Python Package Code Style, Format and Linters#

Take Aways

pyOpenSci requires authors to follow PEP 8 code format guidelines
Setting up a code formatters like Black and isort will help you enforce PEP 8 style guidelines and also consistent, readable code format
Some commonly used tools are: Black, Isort, flake8, Ruff
You can also setup pre-commit hooks which will run code formatters locally each time you make a commit.
precommit.ci is a bot that you can add to your GitHub repository. It will automagically apply code format to every PR using the tools specified in your pre-commit-config.yaml file. It can save significant time and make contributions easier for new contributors.
Automation is good! By making code quality tools care of your code, you can focus on structural and high values tasks.

Consistent code format and style is useful to both your package and across the scientific Python ecosystem because using similar formats makes code easier to read.

For instance, if you saw a sentence like this one without any spaces, or punctuation, it would take your brain longer to process it.

forinstanceifyousawasentencelikethisonewithoutany...

pyOpenSci peer review process requires that you to follow standard Python PEP 8 format rules as closely as you can.

pyOpenSci doesn’t require you to use a specific code format tool.

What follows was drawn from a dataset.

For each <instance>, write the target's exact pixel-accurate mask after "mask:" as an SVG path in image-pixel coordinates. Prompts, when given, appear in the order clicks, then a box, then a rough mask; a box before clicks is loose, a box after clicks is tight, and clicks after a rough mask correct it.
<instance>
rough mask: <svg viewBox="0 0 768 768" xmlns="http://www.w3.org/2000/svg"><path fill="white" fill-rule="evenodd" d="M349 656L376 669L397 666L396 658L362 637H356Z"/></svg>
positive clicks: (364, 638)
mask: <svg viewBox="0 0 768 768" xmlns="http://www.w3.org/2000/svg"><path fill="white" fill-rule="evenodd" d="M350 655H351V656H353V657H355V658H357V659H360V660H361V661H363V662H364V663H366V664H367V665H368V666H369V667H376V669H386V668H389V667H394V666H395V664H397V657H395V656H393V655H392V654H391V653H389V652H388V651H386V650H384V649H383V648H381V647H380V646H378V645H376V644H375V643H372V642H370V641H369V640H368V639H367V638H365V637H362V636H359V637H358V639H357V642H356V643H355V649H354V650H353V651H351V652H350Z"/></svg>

However, we do look for consistency and readability in code style. Below you will find a discussion of:

The benefits of using linters and code format tools in your workflow
Some commonly used tools in the scientific Python space
Setting up pre-commit hooks and the pre-commit.ci bot to make using code format tools in daily workflows and in pull requests on GitHub easier.

Use a code format tool (or tools) to make your life easier#

We suggest that you use a code format tool, or a set of format tools, because manually applying all of the PEP 8 format specifications is both time consuming for maintainers and can be a road block for potential new contributors. Code formatters will automagically reformat your code for you, adhering to PEP 8 standards and applying consistent style decisions throughout.

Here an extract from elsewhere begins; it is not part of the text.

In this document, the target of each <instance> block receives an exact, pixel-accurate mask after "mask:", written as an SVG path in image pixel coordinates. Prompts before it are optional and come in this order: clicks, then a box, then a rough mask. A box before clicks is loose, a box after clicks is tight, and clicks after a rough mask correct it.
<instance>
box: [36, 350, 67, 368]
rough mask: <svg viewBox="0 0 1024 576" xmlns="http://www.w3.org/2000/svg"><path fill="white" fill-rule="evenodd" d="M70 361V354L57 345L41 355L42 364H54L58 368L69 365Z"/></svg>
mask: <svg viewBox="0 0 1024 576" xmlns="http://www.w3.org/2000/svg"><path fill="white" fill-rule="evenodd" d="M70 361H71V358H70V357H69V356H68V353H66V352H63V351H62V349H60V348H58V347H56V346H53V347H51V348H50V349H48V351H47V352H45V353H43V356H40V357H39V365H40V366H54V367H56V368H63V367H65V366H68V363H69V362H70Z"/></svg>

Setting up a code format suite of tools will:

Save you and your maintainer team time in fixing PEP 8 inconsistencies.
Ensure that format and style is consistent across your entire code-base.
Avoid lengthy discussions with contributors and other maintainers about personalized code format preferences during reviews.
Avoid pure visual edits in the code base so that code reviews focus on added value

Many packages use a suite of tools to apply code format rules, taking the work out of manually implementing code format requirements.

Consistent code format across packages within the (scientific) Python ecosystem, will also broadly make code easier to scan, understand and contribute to.

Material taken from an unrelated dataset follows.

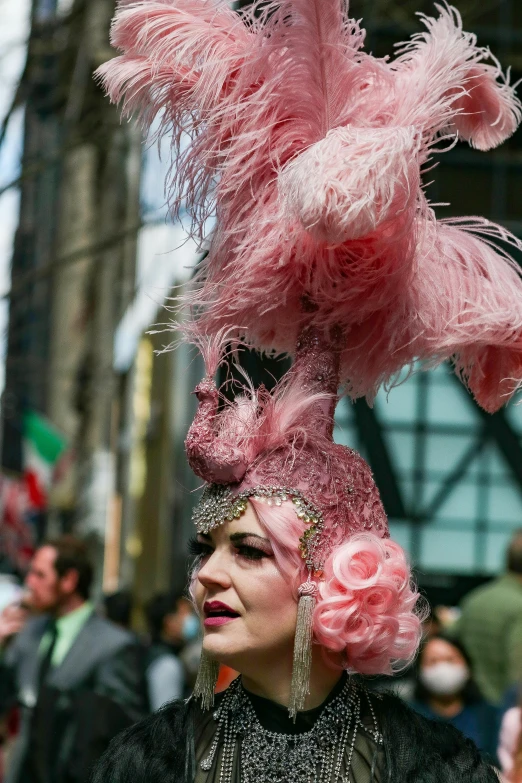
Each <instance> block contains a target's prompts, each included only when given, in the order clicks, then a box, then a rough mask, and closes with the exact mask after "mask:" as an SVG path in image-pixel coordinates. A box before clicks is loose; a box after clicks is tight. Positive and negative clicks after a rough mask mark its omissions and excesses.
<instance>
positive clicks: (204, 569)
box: [197, 550, 230, 588]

Linting vs format and style#

Before we dive in let’s get a few definitions out of the way.

Code Linting#

A code linter is a tool that will review your code and identify errors or issues. A linter typically does not modify your code. It will tell you what the error is and on what line it was discovered. Flake8, discussed below, is an example of a commonly-used code linter.

Code Formatters (and stylers)#

Code formatters will reformat your code for you. Python focused code formatters often follow PEP 8 standards. However, they also make stylistic decisions about code consistency.

Black is an example of a commonly-used code formatter. Black both applies PEP 8 standards while also making decisions about things like consistent use of double quotes for strings, and spacing of items in lists.

You will learn more about Black below.

Code linting, formatting and styling tools#

Black#

Black is a code formatter. Black will automagically (and unapologetically) fix spacing issues and ensure code format is consistent throughout your package. Black also generally adheres to PEP 8 style guidelines with some exceptions. A few examples of those exceptions are below:

Black defaults to a line length of 88 (79 + 10%) rather than the 79 character PEP 8 specification. However, line length is a setting can be manually overwritten in your Black configuration.
Black will not adjust line length in your comments or docstrings.
This tool will not review and fix import order (you need isort or ruff to do that - see below).

Tip

If you are interested in seeing how Black will format your code, you can use the Black playground

Using a code formatter like Black will leave you more time to work on code function rather than worry about format.

Flake8#

To adhere to Python pep8 format standards, you might want to add flake8 to your code format toolbox.

flake8 will:

Flag every line in your code that extends beyond 79 characters (including those in docstrings and comments)
Flag spacing issues that conflict with PEP 8 guidelines such as missing spaces after commas

Flake8 also flags unused imports and unused declared variables in your modules.

Below you can see the output of running flake8 filename.py at the command line for a Python file within a package called stravalib.

The line length standard for PEP 8 is 79 characters.

Notice that flake8 returns a list of issues that it found in the model.py module on the command line. The Python file itself is not modified. Using this output, you can fix each issue line by line manually.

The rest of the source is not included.